Un'altra cosa che è un po' una bad bitch è la pioggia. La tempesta e la grandine sono invece mean girls, non girls' girls. Il vento è il tuo ex narcisista.

Sono solo sette le canzoni che riusciamo a sentire prima che uno storm senza senso ci impedisca di continuare l'esperienza in sicurezza. Siamo tristi. Noi quattro ci eravamo appena fatte uno shot di Amaro Borghetti. Al fianco di tutte le nuove amiche avevamo appena pianto urlando cose tipo: «Ella es callaíta», «En mi vida fuiste turista», «Y fuiste tú mi baile inolvidable». Ha solo senso che tutto finisca sulle note e tra le luci dello spettacolo senza precedenti che è il brano in omaggio a una New York estiva e divertente. Breve ma intenso, finisce col botto in più di un senso.

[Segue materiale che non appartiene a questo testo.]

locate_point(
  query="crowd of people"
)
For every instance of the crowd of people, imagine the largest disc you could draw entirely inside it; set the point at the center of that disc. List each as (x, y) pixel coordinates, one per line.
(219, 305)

Forse ce la siamo tirata troppo quando Benito ha detto al microfono: «La seconda data è sempre la migliore, se piove è meglio». O forse no? Il secondo concerto di Bad Bunny a Milano è carico, gasatissimo ma insensatamente vulnerabile, proprio una baddie. Una baddie è una ragazza con il vestito fradicio e il mascara colato sulle guance tra le gocce di pioggia. Una baddie si ripara da un acquazzone inarrestabile sotto il suo stupido e carino ventaglio (ombrelli, zaini e asciugamani non sono da baddie). Una baddie prende per mano una sconosciuta e la accompagna fuori dall'Ippodromo perché non trova più l'amica con cui è arrivata. Una baddie si ritrova chiusa in un bagno chimico Sebach mentre inizia a diluviare e ci rimane finché non spiove, una baddie vorrebbe tanto che qualcuno entrasse in quella scatola chimica e la abbracciasse. Una baddie è una mamma che ha accompagnato la figlia, che aiuta chi c'è intorno a restare tranquillo e a trovare riparo. Una baddie è una donna con il pancione a cui viene data la precedenza per uscire. Una baddie è una che prima di uscire ha scritto su Instagram «How do I make this Bad Bunny concert about me?», una baddie è una che si fa selfie e TikTok sotto l'acqua incessante. Una baddie è sconsolata per non aver sentito "DtMF" e "La Canción". Una baddie sa che è andata male, ma che quei primi 45 minuti di chitarre, salti e sculettate sono stati bellissimi. Una baddie chiede il rimborso e si prepara eventualmente per un concerto futuro ancora più bad.